# Colaboratory

## Introduction


Colaboratory (Colab) is a Jupyter notebook environment which allows to work with data and code in an interactive manner. You can decide where you want to run your code:

*   Using a hosted runtime provided by Google (**default**)
*   Locally using your own machine and resources

Currently, it supports Python 2.7 and Python 3.6 and comes with a set of pre-installed libraries like Tensorflow and Matplotlib but also gives you the option to install more libraries on demand. The resulting notebooks can be shared in a straightforward way.

Caveats:

*   The virtual machines used for the runtimes are **ephemeral** so make sure to safe your data in a persistent location like locally (downloading), in the Google Cloud Storage or Google Drive.
*   The service is free of use but the performance of default runtimes can be insufficient for your purposes.
*  You have the option to select a runtime with GPU or TPU support.
*  "Colaboratory is intended for interactive use. Long-running background computations, particularly on GPUs, may be stopped. [...] We encourage users who wish to run continuous or long-running computations through Colaboratory’s UI to use a local runtime." - See [Colaboratory FAQ](https://research.google.com/colaboratory/faq.html "Colaboratory FAQ")

** Getting started **

1.   Connect to a runtime now by clicking `connect` in the top right corner if you don't already see a green checkmark there.
2.   To get a better overview you might want to activate the *Table of contents* by clicking on the arrow on the left.

### Important shortcuts

Action | Colab Shortcut | Jupyter Shortcut
---|---|---
Executes current cell | `<CTRL-ENTER>` | `<CTRL-ENTER>`
Executes current cell and moves to next cell | `<SHIFT-ENTER>` | `<SHIFT-ENTER>`
Insert cell above | `<CTRL-M> <A>` | `<A>`
Append cell below | `<CTRL-M> <B>` | `<B>`
Shows searchable command palette | `<CTRL-SHIFT-P>` | `<CTRL-SHIFT-P>`
Convert cell to code | `<CTRL-M> <Y>` | `<Y>`
Convert cell to Markdown | `<CTRL-M> <M>` | `<M>`
Autocomplete | `<TAB>` | `<TAB>`
Goes from edit to "command" mode | `<ESC>` | `<ESC>`
Goes from "command" to edit mode | `<ENTER>` | `<ENTER>`
Show keyboard shortcuts | `<CTRL-M> <H>` | `<H>`
<p align="center"><b>Note:</b> On OS X you can use `<COMMAND>` instead of `<CTRL>`</p>

Give it a try!

In [0]:
# YOUR ACTION REQUIRED:
# Execute this cell first using <CTRL-ENTER> and then using <SHIFT-ENTER>.
# Note the difference in which cell is selected after execution.
print("Hello world!")

** What to do if you get stuck **

If you should get stuck and the documentation doesn't help you consider using additional help.

In [0]:
def xor_str(a, b):
    return ''.join([chr(ord(a[i % len(a)]) ^ ord(b[i % len(b)]))
                    for i in range(max(len(a), len(b)))])

# YOUR ACTION REQUIRED:
# Try to find the "correct value" for the variable below...
workshop_secret = '(replace me!)'
xor_str(workshop_secret, '\x03\x00\x02\x10\x00\x1f\x03L\x1b\x18\x00\x06\x07\x06K2\x19)*S;\x17\x08\x1f\x00\x05F\x1e\x00\x14K\x115\x16\x07\x10\x1cR1\x03\x1d\x1cS\x1a\x00\x13J')

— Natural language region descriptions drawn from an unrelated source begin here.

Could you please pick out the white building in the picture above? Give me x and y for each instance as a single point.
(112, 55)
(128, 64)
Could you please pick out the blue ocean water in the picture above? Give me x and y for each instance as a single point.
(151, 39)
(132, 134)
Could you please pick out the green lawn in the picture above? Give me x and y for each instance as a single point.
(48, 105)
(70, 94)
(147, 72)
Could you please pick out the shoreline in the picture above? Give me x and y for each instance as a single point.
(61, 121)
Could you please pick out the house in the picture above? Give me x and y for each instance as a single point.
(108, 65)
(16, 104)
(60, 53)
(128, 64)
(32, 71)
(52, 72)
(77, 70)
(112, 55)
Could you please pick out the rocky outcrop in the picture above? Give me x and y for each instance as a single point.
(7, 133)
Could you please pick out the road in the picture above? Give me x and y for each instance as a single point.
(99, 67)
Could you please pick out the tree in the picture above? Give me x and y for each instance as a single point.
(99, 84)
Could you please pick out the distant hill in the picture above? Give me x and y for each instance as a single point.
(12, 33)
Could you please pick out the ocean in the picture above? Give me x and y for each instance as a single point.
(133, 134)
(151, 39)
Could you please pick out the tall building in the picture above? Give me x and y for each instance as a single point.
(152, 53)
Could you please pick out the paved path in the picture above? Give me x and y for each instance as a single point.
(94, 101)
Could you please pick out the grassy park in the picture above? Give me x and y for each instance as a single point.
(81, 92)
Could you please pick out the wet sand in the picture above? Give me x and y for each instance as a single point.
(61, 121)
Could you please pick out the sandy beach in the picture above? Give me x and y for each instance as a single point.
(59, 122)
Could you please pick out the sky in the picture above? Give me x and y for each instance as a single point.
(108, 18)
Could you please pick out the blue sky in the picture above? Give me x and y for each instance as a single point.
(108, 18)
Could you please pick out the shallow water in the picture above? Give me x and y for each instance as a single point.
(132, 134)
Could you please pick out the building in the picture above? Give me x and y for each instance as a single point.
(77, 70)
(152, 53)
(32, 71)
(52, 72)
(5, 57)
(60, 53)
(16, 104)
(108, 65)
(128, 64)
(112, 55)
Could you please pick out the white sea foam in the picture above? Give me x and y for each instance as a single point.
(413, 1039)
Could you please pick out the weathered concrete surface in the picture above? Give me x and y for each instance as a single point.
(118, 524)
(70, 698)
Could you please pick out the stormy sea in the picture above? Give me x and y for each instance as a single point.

# Hint: You might want to checkout the ../solutions directory
# (you should already have opened this directory in a browser tab :-)

### First steps

**Tensorflow version**

Make sure you are using the version: **1.12.0** or higher because we tested the notebooks against `1.12.0`

In [0]:
# Include basic dependencies and display the tensorflow version.
import tensorflow as tf
tf.__version__

**Running shell commands**

You can run shell commands directly in Colab: simply prepend the command with a **!**.

In [0]:
# Print the current working directory and list all files in it.
!pwd
!ls

In [0]:
# Especially useful : Install new packages...
!pip install qrcode
import qrcode
qrcode.make('Colab rocks!')

**Autocompletion and docstrings**

Jupyter shows possible completions of partially typed
commands.

Try it for yourself by displaying all available `tf.` methods that start with `one`.

In [0]:
# YOUR ACTION REQUIRED:
# Set the cursor to after tf.one and press <TAB>.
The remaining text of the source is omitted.